I only have to leave out the Peace part.

In our context, I like to call this ‘generous interpretation’. In what way would what the other person has to say, make sense? What most positive and genuine meaning can one reasonably read into another’s email? And, do I have an investment in other people adjudicating me as ‘Right’, as opposed to ‘Wrong’?

Perhaps the guideline I encourage needs an extra bit? ‘Tell a story, ask a question, and read posts assuming the most positive interpretation.’

For me, what George Carlin or Lenny Bruce, or any other heroes of mine would think about the general tight-assed reaction to words like ‘bitch’, ‘fuck’, etc., seems irrelevant to the person I have right in front of me, looking for community, and having a story to tell. I want to know: what can I do to welcome them, to create a safe enough space to hear their story, a story that will surely show me something unlooked for and unique about rewilding? Yeah, fuck the system…but not this person sitting right here, in front of me. Systems suck. People have hearts that beat.

You’ll notice, surely, that I don’t type platitudes and roll over for folks for just anything. But if I can get to a place of sincerity, I’ll do what it takes to make that happen. And if that means not saying my favorite swear words, who cares?

My friend Derrick won’t go near alcohol. It freaks him out. Well shit, get over it, Derrick, right? I mean, native peoples brewed herbal wine and beers all round the world. Alcohol has a long and distinguished history. Hill peoples in the US made it to keep their close-to-the-land culture intact. Alcohol rox!

Unless of course, I ask Derrick why he can’t handle the smell of alcohol. And I hear his childhood stories of abuse at the hand of a drunken father.
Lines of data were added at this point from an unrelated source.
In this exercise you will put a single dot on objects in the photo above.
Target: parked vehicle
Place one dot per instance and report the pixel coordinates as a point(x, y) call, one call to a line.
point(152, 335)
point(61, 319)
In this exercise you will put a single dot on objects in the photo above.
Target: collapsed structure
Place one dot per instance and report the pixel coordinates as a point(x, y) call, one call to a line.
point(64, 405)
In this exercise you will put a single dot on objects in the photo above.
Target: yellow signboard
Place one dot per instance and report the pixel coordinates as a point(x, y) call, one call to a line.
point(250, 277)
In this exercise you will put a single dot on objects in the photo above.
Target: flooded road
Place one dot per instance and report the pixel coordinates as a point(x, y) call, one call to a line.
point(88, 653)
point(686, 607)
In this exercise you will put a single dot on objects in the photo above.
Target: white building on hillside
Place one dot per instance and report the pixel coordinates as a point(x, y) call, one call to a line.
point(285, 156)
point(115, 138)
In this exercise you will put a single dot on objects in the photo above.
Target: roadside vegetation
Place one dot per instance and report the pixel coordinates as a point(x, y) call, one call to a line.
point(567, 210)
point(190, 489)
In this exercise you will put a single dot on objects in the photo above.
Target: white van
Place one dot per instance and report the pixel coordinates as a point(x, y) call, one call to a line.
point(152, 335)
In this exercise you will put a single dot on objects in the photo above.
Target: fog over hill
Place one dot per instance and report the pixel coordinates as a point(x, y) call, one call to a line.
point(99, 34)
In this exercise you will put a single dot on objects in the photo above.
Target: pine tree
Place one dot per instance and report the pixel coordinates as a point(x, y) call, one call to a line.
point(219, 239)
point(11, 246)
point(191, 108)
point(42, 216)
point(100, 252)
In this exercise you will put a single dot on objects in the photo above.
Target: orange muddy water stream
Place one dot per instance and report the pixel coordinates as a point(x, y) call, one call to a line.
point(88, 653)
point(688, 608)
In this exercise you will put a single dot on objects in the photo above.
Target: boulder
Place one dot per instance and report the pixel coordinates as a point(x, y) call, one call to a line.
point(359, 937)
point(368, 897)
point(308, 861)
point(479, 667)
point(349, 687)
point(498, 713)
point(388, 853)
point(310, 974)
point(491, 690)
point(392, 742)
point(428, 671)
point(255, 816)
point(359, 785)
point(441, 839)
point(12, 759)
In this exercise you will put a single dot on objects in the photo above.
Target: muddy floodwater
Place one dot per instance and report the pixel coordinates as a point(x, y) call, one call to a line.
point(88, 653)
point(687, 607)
Suddenly my lucid and correct critique of those who have a problem with alcohol seems like a bunch of bullshit. Or rather, I can ‘BE’ right, or I can have a friend. I can show off my Ph.D. in the history of alcohol (or the use of the word ‘bitch’, or any other thing), or I can have community (yes, filled with people who have irrational hang-ups, moodiness, cry at inappropriate times, etc. i.e., real people.). We don’t know before hand what will touch someone off - we can only respond afterwards with empathy and friendship (if we value these things).

NOBODY HERE CAN TELL YOU HOW TO LIVE YOUR LIFE, OR DO YOUR OWN REWILDING.

But when we come together, with all our foibles and excellences, we need help to share our we do our own rewilding. So guidelines pop up, and I make sure to stress them often: tell your story, ask a question (or make a request), and interpret generously with lots of empathy.

And don’t forget to ask for help if you need it, from anybody!